Cratylus
Cratylus

Reputation: 54074

Java confusion on fundamentals on double and integer and conversions

I am practicing in an automatic judge for algorithm in one of the carreer sites and I have the following question.
In one of the puzzles the question is to find the median of 2 sorted arrays and the signature of the method to implement is:

public double findMedianSortedArrays(int A[], int B[])  

I written the code and some of the tests failed.
Looking at the results though the failures reported are as follows:

Input       Output  Expected    
[], [1]      1.0    1    
[2], []      2.0    2  

It seems I am rusty on the fundamentals.

My question: How can it expect an 1 or 2 and reject 1.0 if the method returns a double?
My snippet of code on the calculation of merge is:

 if(array.length %2 == 0){

     return (array[middle] + array[middle - 1])/(double)2;    
 }
 else{
      return (double)array[middle];

  }

enter image description here

Upvotes: 1

Views: 134

Answers (1)

The Nail
The Nail

Reputation: 8490

It's an error in the judge.
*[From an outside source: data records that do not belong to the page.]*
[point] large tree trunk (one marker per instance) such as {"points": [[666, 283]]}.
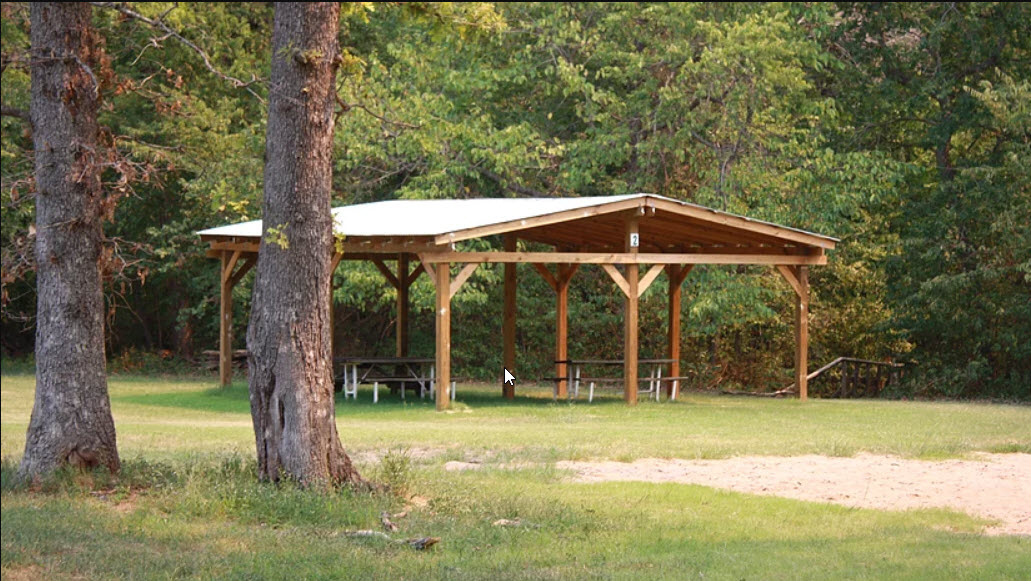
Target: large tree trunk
{"points": [[289, 336], [71, 419]]}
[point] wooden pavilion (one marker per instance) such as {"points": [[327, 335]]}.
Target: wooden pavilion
{"points": [[628, 231]]}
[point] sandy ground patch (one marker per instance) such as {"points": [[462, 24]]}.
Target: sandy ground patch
{"points": [[994, 486]]}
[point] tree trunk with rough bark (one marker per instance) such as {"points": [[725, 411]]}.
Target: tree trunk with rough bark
{"points": [[289, 336], [71, 418]]}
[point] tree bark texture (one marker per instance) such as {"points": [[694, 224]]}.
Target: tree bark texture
{"points": [[289, 336], [71, 417]]}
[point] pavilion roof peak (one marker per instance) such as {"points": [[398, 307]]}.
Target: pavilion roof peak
{"points": [[454, 219]]}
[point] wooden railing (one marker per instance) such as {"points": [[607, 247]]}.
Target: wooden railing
{"points": [[850, 377]]}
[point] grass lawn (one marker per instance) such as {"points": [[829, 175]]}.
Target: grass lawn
{"points": [[188, 505]]}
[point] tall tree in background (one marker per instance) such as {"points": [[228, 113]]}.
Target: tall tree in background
{"points": [[71, 418], [289, 337]]}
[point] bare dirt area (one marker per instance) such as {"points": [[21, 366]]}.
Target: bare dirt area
{"points": [[993, 486]]}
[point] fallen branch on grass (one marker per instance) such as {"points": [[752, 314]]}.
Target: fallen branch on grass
{"points": [[420, 544]]}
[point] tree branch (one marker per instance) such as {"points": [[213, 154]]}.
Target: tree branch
{"points": [[513, 188], [159, 24]]}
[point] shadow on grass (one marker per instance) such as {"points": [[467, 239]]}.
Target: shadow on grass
{"points": [[235, 400]]}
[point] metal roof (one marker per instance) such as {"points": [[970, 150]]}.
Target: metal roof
{"points": [[451, 217]]}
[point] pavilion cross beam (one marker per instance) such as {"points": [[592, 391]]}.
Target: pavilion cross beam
{"points": [[642, 285]]}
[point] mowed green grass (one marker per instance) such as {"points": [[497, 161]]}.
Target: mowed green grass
{"points": [[188, 505]]}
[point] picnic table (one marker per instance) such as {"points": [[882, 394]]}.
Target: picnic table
{"points": [[398, 373], [654, 378]]}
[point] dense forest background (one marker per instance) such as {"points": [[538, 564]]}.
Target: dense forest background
{"points": [[903, 129]]}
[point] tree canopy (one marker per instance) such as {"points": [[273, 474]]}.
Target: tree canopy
{"points": [[900, 128]]}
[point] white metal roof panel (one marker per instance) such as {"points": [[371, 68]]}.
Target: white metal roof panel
{"points": [[435, 217]]}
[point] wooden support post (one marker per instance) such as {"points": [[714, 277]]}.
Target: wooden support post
{"points": [[443, 336], [226, 318], [402, 305], [802, 333], [630, 322], [508, 319], [335, 262], [562, 327], [675, 274]]}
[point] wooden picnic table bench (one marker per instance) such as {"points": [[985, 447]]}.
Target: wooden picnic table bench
{"points": [[575, 377], [398, 373]]}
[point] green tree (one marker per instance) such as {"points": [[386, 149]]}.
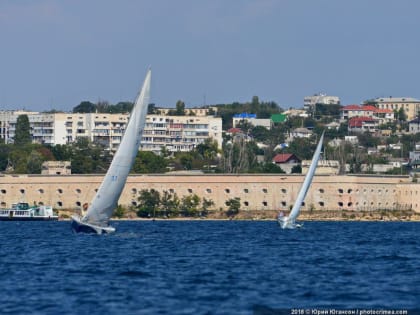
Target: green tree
{"points": [[34, 162], [148, 162], [119, 212], [206, 205], [149, 202], [22, 133], [85, 107]]}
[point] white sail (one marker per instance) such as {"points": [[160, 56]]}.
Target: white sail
{"points": [[106, 198], [289, 221]]}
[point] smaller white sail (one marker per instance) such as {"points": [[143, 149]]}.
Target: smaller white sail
{"points": [[288, 222], [105, 201]]}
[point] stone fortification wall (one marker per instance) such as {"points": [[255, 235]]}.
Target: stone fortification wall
{"points": [[256, 192]]}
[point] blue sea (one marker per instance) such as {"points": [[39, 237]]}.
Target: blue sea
{"points": [[208, 267]]}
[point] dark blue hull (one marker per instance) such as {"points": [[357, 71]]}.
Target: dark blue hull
{"points": [[79, 228]]}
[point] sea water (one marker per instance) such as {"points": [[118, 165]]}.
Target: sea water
{"points": [[208, 267]]}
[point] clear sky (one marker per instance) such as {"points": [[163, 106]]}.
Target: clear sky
{"points": [[56, 53]]}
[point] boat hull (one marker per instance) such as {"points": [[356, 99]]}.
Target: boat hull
{"points": [[78, 226], [14, 218]]}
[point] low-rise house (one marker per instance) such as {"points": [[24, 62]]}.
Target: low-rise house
{"points": [[414, 125], [381, 115], [411, 106], [324, 167], [278, 118], [252, 119], [362, 124], [301, 133], [286, 161]]}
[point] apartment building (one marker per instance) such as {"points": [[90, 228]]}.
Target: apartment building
{"points": [[176, 133], [5, 117], [380, 115], [179, 133], [410, 105]]}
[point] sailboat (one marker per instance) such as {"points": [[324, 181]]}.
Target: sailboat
{"points": [[289, 222], [96, 219]]}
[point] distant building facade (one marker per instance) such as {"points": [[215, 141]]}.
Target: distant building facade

If I go to the site, select 'Java' and fill in the following Java implementation (just filling in one line, the return 0;:

public class Solution {
    public double findMedianSortedArrays(int A[], int B[]) {
        // Start typing your Java solution below
        // DO NOT write main() function
        return 0;
    }
}

the report states output: 0.0 for all cases.

The C++ equivalent does not seem to suffer from the same problem. If I fill in this:

class Solution {
public:
    double findMedianSortedArrays(int A[], int m, int B[], int n) {
        // Start typing your C/C++ solution below
        // DO NOT write int main() function
        return 0;
    }
};

then the report states output: 0 for all cases.